Marquant le début de prise de conscience internationale pour la protection de la biodiversité, l’on est tenté de ce demander comment la journée mondiale des Zones humides 2012 est-elle passée sous silence au Gabon pourtant signataire de la convention sur les zones humides, depuis le 30 avril 1987 et disposant de trois (3) sites Ramsar d’une superficie cumulative de 1.080.000 hectares parmi les zones humides d’importance internationale ?

Les administrations en charge de l’environnement et des eaux du Gabon, les ONG qui interviennent dans l’environnement seraient-ils plus occupés par la réussite de la 28e édition de la Coupe d’Afrique des nations de football, placée sous le signe de l’écologie ?

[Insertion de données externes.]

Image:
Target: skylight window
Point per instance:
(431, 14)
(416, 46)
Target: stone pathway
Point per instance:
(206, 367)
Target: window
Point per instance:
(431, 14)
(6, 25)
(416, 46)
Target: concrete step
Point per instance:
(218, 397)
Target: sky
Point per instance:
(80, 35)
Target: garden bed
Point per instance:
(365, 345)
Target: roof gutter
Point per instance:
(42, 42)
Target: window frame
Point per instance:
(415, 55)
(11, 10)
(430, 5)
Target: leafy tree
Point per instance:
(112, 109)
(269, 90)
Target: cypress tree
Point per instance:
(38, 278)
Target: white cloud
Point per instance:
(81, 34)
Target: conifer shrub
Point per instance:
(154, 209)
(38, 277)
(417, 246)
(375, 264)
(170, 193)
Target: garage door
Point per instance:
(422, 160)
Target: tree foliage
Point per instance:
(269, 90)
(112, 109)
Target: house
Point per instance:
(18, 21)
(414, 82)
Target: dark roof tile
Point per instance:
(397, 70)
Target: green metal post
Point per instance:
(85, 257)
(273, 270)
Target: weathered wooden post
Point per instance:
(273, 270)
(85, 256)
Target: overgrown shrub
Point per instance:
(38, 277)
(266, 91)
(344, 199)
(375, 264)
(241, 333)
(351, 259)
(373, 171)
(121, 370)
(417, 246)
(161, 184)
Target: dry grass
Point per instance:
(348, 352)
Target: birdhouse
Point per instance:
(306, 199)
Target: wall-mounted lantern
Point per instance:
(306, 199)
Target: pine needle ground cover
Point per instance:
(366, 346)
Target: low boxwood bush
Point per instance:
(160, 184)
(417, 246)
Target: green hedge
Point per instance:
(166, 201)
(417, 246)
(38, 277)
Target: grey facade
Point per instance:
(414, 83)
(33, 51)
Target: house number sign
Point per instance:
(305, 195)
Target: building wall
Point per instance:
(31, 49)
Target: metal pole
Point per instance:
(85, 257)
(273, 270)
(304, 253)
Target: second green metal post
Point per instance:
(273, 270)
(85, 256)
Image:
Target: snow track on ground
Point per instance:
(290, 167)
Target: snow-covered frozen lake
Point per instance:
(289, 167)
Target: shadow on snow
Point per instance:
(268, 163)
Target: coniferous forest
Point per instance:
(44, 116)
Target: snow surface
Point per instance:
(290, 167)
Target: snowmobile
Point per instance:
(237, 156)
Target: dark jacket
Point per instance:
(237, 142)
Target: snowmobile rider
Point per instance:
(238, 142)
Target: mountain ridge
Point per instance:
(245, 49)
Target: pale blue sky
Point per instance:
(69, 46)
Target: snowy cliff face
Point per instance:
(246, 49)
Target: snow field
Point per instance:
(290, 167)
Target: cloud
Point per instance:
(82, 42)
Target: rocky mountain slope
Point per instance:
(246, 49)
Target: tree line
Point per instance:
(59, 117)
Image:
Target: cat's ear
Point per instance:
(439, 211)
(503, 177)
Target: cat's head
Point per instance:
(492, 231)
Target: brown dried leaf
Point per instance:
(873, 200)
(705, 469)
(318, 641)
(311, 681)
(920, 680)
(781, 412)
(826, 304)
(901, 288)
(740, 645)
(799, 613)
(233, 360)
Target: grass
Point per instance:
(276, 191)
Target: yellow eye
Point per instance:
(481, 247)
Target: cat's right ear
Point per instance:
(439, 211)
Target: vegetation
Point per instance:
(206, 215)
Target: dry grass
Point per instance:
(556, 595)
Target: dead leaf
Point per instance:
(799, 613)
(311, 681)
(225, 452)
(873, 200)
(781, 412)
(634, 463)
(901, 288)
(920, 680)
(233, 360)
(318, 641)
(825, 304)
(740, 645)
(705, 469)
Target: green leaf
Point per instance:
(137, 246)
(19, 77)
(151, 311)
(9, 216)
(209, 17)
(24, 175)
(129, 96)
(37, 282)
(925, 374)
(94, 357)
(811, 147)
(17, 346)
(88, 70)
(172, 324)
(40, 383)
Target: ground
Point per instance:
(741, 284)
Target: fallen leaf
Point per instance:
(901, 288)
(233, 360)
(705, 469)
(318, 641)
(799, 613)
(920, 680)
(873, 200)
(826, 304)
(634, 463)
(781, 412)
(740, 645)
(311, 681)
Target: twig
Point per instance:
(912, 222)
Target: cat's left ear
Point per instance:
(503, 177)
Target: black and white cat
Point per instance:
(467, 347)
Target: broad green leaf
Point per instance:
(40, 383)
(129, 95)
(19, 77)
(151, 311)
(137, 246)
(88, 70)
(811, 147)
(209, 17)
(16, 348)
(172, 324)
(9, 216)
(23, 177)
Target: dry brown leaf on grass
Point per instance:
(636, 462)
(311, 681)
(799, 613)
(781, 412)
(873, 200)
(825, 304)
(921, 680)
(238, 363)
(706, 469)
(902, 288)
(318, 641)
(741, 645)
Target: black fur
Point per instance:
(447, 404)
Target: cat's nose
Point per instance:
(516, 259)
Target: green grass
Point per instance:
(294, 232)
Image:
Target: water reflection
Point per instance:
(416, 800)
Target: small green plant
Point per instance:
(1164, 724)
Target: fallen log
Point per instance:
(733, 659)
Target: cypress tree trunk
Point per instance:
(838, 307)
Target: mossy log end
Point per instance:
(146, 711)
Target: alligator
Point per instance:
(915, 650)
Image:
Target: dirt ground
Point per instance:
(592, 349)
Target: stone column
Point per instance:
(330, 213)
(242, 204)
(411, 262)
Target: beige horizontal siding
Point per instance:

La Journée mondiale des zones humides permet aux organismes gouvernementaux, aux ONG et aux groupes de citoyens à tous les niveaux de la société de sensibiliser l’opinion sur les valeurs et avantages des zones humides, c’est-à-dire régions où l’eau est le principal facteur contrôlant le milieu naturel et la vie animale et végétale associée.

la Convention de Ramsar définit les zones humides comme : «des étendues de marais, de fagnes, de tourbières ou d’eaux naturelles ou artificielles, permanentes ou temporaires, où l’eau est stagnante ou courante, douce, saumâtre ou salée, y compris des étendues d’eau marine dont la profondeur à marée basse n’excède pas six mètres».

Les zones humides rendent également de nombreux services à la société et de valeurs économiques en découlent. Entre autres, la ressource en eau, la prévention des risques naturels, la production de ressources biologiques, les valeurs culturelles et touristiques, éducatives, scientifiques et patrimoniales, incidences sur la santé humaine… Tous ces services rendus par les zones humides ont également une valeur marchande et économique très importante. Et, comme les fonctions écologiques et valeurs économiques des zones humides sont intimement liées, si l’on touche à l’une des composantes, c’est le rôle de l’ensemble qui risque d’être perturbé. De ce fait, leur gestion doit être conçue dans le cadre de projets de développement durable et d’aménagement raisonné.

Cependant, selon Ramsar, «ces zones humides se retrouvent aujourd’hui menacées de destruction et de dégradation (…) Au cours des cinquante dernières années, le drainage, la pollution, l’irrigation, les guerres et le changement climatique ont entraîné la disparition de 50% de ces zones humides».

La Convention de Ramsar prévoit la désignation de sites dans le monde. En avril 2011, il y en avait près de 2.000, répartis dans 160 pays. Ce traité intergouvernemental sert de cadre à la coopération internationale pour la conservation et l’utilisation rationnelle des zones humides et de leurs ressources.